Dear Firstborn, This Is My Biggest Parenting Regret

Dear Firstborn,

I have regrets. You'll have them, too, someday. We all do. Once you become a parent, these regrets may swirl around your head like a black fly refusing to buzz away.

You made me a mother. You poured more love into my heart than I ever thought possible. When you were a baby, your sweet coos from the monitor woke me each morning. I clutched the covers to my chin and thanked God for you while I listened a little longer. Then, I skipped to your crib, our dark eyes met, and the corners of our lips magnetically went upward.

I had high expectations from even those early days. As my firstborn, you would be perfect. You'd sleep through the night, walk before age 1, learn your ABCs, potty-train, and even start simple addition. As a teacher, I'd shape you like the Play-Doh in your chubby fingers. And now, just like that, you're in kindergarten. And things aren't perfect — you're not perfect. Sometimes the disappointment you feel bears down on you, and I take responsibility for that.

I regret climbing a ladder and placing you high on that pedestal. Turns out, kindergarten is hard. You come home with dark circles under your eyes, tired of working both your body and brain. At 5 years old, stress is clenched in your fists. I know you're not taking it out on me. You can't help it.

Now someone else is teaching you. It's my turn to love you only — no more teaching. When you get home from school, it will be no homework, no pushing you to do anything more. It's time to connect through touch, a game of war, and a book, if you're up to it.

Sweet firstborn, it was my job to prepare you for school, but I regret putting pressure on you to only succeed. That's impossible. Humans fail, but then we get up.

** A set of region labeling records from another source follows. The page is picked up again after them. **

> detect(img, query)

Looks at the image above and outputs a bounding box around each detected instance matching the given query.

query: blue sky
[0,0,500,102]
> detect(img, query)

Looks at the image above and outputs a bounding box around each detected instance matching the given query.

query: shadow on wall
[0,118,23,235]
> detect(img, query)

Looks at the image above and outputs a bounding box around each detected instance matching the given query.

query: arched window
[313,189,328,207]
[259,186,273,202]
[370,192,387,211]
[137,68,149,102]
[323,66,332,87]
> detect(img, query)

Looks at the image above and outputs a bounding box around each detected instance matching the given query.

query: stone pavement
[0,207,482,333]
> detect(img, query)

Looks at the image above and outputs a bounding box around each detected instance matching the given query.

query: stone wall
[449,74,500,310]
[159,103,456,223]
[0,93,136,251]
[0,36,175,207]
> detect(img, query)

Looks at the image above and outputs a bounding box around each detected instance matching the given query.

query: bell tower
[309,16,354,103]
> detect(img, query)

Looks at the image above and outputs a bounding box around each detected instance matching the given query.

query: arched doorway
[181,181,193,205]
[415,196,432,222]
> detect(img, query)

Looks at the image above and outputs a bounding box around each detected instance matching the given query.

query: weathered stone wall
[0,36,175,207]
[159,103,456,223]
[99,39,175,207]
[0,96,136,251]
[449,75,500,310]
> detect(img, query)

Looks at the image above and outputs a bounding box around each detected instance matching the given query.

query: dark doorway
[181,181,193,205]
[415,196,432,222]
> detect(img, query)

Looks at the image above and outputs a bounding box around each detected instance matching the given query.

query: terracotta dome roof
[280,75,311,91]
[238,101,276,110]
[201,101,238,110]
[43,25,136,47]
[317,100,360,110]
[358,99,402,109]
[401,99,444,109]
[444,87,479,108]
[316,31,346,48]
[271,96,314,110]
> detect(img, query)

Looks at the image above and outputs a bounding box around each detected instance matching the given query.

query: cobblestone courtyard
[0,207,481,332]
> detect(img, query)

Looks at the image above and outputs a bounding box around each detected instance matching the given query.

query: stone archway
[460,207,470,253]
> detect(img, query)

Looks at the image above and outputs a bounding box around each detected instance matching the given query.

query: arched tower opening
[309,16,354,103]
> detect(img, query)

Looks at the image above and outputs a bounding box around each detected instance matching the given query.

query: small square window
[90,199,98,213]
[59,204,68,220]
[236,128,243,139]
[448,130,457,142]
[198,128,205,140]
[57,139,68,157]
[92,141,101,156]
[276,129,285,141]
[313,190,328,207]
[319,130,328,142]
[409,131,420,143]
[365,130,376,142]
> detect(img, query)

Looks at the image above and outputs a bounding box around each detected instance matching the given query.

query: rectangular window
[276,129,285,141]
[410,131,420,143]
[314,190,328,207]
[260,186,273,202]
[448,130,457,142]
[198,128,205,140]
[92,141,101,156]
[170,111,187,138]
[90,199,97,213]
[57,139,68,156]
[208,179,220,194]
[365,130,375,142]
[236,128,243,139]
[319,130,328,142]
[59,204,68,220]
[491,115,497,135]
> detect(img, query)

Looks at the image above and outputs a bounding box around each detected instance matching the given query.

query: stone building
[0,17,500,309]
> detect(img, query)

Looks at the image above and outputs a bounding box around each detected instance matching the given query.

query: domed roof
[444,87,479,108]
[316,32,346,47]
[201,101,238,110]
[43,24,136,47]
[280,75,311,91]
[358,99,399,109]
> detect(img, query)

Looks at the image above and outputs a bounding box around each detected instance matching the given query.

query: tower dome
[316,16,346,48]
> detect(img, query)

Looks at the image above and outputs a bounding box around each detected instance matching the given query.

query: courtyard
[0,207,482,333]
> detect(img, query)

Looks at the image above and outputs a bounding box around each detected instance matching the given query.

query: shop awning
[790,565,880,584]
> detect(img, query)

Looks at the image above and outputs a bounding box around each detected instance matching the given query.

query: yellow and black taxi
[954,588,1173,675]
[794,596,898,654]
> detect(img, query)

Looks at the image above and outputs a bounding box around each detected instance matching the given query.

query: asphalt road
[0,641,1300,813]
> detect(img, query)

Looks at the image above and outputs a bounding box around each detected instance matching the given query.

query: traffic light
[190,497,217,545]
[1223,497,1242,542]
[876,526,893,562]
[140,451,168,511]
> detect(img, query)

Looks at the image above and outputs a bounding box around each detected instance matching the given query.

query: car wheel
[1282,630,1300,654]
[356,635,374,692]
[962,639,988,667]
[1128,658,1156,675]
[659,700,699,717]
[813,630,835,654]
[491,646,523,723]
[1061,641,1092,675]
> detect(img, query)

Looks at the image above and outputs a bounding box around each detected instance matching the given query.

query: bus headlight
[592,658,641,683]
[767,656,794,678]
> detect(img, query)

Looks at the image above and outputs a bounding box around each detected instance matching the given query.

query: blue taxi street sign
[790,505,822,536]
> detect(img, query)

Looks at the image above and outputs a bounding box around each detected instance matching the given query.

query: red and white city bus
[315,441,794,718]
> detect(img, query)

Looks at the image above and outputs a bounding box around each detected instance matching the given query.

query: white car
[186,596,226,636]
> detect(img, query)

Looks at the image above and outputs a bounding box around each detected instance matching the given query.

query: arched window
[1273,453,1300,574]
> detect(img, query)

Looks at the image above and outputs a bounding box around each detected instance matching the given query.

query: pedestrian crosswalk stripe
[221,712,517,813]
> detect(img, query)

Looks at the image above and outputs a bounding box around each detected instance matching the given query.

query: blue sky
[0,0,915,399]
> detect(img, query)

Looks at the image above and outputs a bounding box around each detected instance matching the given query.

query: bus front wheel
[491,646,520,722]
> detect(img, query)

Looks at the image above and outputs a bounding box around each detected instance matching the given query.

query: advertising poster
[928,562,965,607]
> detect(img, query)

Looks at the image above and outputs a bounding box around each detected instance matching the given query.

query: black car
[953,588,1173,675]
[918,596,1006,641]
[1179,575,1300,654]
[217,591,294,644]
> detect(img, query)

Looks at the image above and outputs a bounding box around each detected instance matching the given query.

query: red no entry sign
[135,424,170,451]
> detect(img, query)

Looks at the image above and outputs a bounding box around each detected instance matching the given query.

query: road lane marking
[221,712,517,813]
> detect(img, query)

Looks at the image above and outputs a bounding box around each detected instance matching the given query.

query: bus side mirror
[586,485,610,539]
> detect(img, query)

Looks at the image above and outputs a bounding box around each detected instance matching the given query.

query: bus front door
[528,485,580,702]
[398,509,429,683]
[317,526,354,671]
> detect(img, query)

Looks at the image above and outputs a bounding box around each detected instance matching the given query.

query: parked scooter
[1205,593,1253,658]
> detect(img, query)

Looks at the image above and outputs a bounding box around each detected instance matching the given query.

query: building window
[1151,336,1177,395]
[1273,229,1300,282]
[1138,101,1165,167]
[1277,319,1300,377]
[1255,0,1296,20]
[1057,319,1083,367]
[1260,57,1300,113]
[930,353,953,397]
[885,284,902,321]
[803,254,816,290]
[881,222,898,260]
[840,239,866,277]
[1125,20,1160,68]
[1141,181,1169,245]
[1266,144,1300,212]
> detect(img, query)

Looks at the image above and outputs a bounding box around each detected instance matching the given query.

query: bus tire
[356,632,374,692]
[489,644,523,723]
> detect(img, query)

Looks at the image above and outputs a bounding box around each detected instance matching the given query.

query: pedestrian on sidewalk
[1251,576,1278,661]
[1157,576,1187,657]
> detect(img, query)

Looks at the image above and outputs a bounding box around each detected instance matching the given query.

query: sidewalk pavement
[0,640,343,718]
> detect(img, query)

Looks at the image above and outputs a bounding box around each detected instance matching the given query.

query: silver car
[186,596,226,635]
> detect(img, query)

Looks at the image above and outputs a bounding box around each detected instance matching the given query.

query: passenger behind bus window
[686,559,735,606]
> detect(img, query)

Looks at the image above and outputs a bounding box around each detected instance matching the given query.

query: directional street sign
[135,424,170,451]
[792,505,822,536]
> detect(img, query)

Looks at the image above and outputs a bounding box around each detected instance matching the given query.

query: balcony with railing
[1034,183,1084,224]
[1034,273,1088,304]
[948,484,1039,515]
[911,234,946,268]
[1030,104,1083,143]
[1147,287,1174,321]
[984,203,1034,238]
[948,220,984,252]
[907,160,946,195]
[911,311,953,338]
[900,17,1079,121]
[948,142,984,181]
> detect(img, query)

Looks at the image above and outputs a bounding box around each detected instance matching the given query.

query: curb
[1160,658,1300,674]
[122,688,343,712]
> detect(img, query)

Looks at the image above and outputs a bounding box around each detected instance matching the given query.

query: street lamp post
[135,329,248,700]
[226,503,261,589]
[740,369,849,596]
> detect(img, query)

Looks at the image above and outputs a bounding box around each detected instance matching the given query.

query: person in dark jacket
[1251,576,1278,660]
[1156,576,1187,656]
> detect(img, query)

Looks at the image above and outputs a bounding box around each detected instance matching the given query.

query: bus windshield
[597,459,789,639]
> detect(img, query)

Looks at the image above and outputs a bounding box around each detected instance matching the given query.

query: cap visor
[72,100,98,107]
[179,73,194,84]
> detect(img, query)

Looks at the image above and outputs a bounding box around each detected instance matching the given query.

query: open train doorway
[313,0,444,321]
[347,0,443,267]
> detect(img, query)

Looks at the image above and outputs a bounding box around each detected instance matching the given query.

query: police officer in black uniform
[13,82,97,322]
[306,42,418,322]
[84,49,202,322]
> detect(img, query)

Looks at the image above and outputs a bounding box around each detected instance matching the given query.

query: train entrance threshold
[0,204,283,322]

From here on out, I will encourage you and still push you when you need it, but I've taken you down from that pedestal, knowing that it will hurt more when you fall from the top. You can make it back up there on your own; you don't need your mother delicately placing you there. Parenting you is the greatest accomplishment of my life, even with that black fly of regret circling my head, and although you're not perfect, you're perfect as my son.